By Jim Rohner · June 3, 2013
The East is bookended by the same prayer, a petition to God from undercover operative Sarah (Brit Marling). Sarah's first prayer, a request for strength and wisdom to accomplish the job at hand, comes shortly after she's tasked with infiltrating The East, an elusive eco-terrorist group that has targeted high-ranking, high-paid corporate executives where they live and work.
The second prayer comes immediately before the film cuts to black, giving off the illusion that Marling and fellow co-writer/director Zal Batmanglij have fulfilled an emotionally satisfying arc that has seen Sarah reconcile her personal faith with her time spent among the "enemy," who have shown more dedication to a higher moral and ethical code than the corporate executives she's been hired to protect. In all actuality, the prayers, which reek of last minute script rewrites, are superficial inclusions passing themselves off as moral complexity; fitting for a film that is essentially a heavy-handed environmental message masquerading under the superficial veneer of being a feature film.
On paper, The East has all the trappings of a standard undercover story. Once Sarah adapts a derelict lifestyle and gains access into the reclusive yet tight-knit community of The East, she meets the key players—Benji (Alexander Skarsgard), Izzy (Ellen Page), Doc (Toby Kebbell), Luca (Shiloh Fernandez), and Tess (Danielle Macdonald)—familiarizes herself with their mantra, sees firsthand the horror of their ecoterrorism and the beauty of their rapport, returns home to find she has trouble readjusting to the normal world, rinse, repeat.
Moral complexity in a film such as The East would come into play in the juxtaposition between the horror of The East's retribution—drugging pharmaceutical executives with their own damaging product, forcing coal executives to swim in the polluted runoff of their own factories—and the nobility of the minority causes for which they fight—to defend the earth and its resources, to hold accountable those who consider themselves above the law and consequences.
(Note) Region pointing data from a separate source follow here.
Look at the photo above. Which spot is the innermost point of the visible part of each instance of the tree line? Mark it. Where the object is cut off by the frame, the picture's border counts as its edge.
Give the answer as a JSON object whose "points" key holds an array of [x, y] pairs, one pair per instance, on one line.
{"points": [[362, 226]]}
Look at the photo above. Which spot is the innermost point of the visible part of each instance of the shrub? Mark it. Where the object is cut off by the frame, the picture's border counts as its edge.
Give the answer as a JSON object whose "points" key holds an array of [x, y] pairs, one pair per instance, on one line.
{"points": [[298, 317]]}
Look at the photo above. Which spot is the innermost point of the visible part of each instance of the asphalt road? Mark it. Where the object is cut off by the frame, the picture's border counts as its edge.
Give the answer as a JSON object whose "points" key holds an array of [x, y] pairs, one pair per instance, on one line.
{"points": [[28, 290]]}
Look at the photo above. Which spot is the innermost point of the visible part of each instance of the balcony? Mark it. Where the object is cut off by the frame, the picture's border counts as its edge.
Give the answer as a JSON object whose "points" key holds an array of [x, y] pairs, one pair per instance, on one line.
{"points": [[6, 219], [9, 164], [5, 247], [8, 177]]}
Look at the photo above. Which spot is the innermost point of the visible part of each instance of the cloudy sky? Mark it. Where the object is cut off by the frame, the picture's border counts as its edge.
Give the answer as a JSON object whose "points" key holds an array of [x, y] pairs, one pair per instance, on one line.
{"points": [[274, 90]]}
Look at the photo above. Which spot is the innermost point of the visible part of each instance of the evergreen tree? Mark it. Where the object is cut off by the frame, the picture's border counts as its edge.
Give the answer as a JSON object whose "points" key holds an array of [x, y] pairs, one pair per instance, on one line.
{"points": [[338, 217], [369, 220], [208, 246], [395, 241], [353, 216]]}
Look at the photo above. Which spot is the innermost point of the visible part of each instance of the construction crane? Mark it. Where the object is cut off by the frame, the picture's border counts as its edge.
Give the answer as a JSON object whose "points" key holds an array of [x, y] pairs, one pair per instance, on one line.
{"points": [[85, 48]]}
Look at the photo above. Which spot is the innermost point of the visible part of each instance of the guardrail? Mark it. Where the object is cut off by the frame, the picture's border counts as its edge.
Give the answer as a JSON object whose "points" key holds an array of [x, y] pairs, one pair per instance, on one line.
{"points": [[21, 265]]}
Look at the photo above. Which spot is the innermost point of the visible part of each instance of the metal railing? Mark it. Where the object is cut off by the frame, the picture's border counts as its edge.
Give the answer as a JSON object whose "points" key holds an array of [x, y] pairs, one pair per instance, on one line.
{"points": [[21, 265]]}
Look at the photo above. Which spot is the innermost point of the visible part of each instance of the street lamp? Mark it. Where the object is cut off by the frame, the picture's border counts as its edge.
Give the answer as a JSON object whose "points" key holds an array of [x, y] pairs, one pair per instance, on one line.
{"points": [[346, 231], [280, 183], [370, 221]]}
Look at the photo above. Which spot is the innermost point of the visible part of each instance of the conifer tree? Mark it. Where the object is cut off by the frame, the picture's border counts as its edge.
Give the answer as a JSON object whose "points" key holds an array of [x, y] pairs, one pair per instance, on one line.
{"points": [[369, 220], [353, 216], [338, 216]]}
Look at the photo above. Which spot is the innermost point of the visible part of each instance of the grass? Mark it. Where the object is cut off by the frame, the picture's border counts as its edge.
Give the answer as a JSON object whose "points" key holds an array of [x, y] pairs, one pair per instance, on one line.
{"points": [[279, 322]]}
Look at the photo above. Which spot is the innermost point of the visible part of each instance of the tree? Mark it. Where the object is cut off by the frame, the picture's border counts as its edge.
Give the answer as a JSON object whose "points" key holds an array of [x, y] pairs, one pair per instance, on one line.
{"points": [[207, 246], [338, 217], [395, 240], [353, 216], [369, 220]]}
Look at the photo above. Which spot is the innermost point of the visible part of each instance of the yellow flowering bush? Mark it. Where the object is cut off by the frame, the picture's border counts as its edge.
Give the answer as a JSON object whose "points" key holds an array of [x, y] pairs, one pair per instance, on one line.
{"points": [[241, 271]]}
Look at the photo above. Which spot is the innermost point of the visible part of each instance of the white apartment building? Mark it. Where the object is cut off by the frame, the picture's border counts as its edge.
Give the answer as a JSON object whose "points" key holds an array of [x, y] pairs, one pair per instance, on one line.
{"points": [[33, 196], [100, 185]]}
In the middle of the black and the white would be the grey area where we're lead to believe Sarah will vacillate between the pros and cons of both, but the filmmakers are so concerned with laying out the battleground that they fall short on fully fleshing out the soldiers who are doing battle on it.
The East are the titular characters of the film and while it’s their prowess and fierceness that incites Sarah's undercover mission, it is—or, more accurately, it's supposed to be—their humanity and their familial bonds that cause her to linger. Despite the time Sarah spends amongst the broken down house where The East squats and plots, very little is actually known about the group members' backgrounds aside from a very convenient and saccharin speech from Doc, who comes closest, even closer than Sarah, to being the only three-dimensional character this film can boast.
Efforts are made to provide backstory to Benji and Izzy, the implied senior members of The East, but they come off as obligatory, too little too late moments that, even if effective at providing insight into the minds of terrorists, would still only accomplish half the battle thanks to Marling and Batmanglij dropping the ball with the blank slate protagonist. Marling has proven to be an exceptional actress in the past, but no furtive stares off into the distance can make up for the fact that we know very little about Sarah aside from her apparent interest in Christian radio stations. Even after that's been established, the thread gets dropped and never until the very last shot do we get any sense that faith or belief has been a factor, good or bad, in Sarah's life. It'd be nice to have heard the words of Jeremiah 2:7 (a Bible verse about stewardship of the earth) or Luke 6:31 (the famous "do unto others" passage), but aside from the paycheck Sarah is presumably collecting, there's no indication that she has anything to gain or lose from her work and there is nothing depicted that's so horrible to make her second guess her convictions one way or another.
What makes this lack of nuance so upsetting is that there exists within The East the potential to be a truly excellent film on the admittedly alluring yet ill-advised idea of returning abuse to those who consider themselves above consequences. But as it exists now with all its character flaws, The East actually and almost inadvertently comes off as quite ambivalent one way or the other.